Moderated by Clark Machemer, senior vice president and regional development officer with the Rockefeller Group, the panel discussion touched on everything from demographics to capital markets. Brian Whitmer, senior director with Cushman & Wakefield, said investors have responded to quality retail properties with good tenant mixes, noting that interest has returned after a lull that set in amid uncertainty over the presidential election and interest rates.
“We’re seeing the capital and buyers come back into the market,” said Whitmer, a member of the firm’s Metropolitan Area Capital Markets group. “That means data points. Data points give comfort to sellers and now you’re seeing sellers start to become more active.”
Many of those sellers have been looking at “strategic dispositions” of noncore, secondary and tertiary assets, he said, but investors have provided a market for such properties. He added that the investor profile has evolved to include the likes of high net worth individuals, 1031 exchange buyers and syndicated money, filling the void left by others.
When it comes to new construction, developers are also seeing the changes. Mark Pottschmidt, co-founder of Stanbery Development, said the model has evolved from having new developers being anchored by fashion to now being anchored by food and restaurant concepts.

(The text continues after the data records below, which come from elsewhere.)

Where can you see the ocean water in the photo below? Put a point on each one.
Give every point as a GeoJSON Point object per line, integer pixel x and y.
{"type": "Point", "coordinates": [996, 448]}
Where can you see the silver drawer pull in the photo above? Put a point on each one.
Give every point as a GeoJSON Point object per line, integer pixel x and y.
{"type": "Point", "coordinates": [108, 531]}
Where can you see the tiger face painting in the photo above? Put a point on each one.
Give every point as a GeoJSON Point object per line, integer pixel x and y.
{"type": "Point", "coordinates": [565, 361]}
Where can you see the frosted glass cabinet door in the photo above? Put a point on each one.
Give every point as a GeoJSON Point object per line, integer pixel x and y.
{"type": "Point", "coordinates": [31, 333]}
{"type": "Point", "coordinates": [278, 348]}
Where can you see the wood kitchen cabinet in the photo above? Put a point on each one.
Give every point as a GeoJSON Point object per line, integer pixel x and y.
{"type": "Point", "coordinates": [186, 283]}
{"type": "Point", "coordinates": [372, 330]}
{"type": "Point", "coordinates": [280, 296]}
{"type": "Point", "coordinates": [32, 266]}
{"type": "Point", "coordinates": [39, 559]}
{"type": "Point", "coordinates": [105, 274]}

At the company’s planned mixed-use project in Parsippany, where it is redeveloping a nearly 300,000-square-foot office complex, he expects 30 to 40 percent of the tenants to be food operators. But he also cited the need to reform New Jersey’s outdated liquor license laws in order to help improve that formula, touching on a policy issue that has become a priority for NAIOP New Jersey in recent years.
“We’re hitting all of the hours of the day — breakfast, lunch and dinner — from fast casual to white tablecloth, and the liquor licenses are crucial to a project like ours because you need to get that full-service white tablecloth menu to really put the flag in the project as the anchor,” Pottschmidt said. “And that’s tough to do with a project that’s 100,000 square feet because the liquor license is expensive.”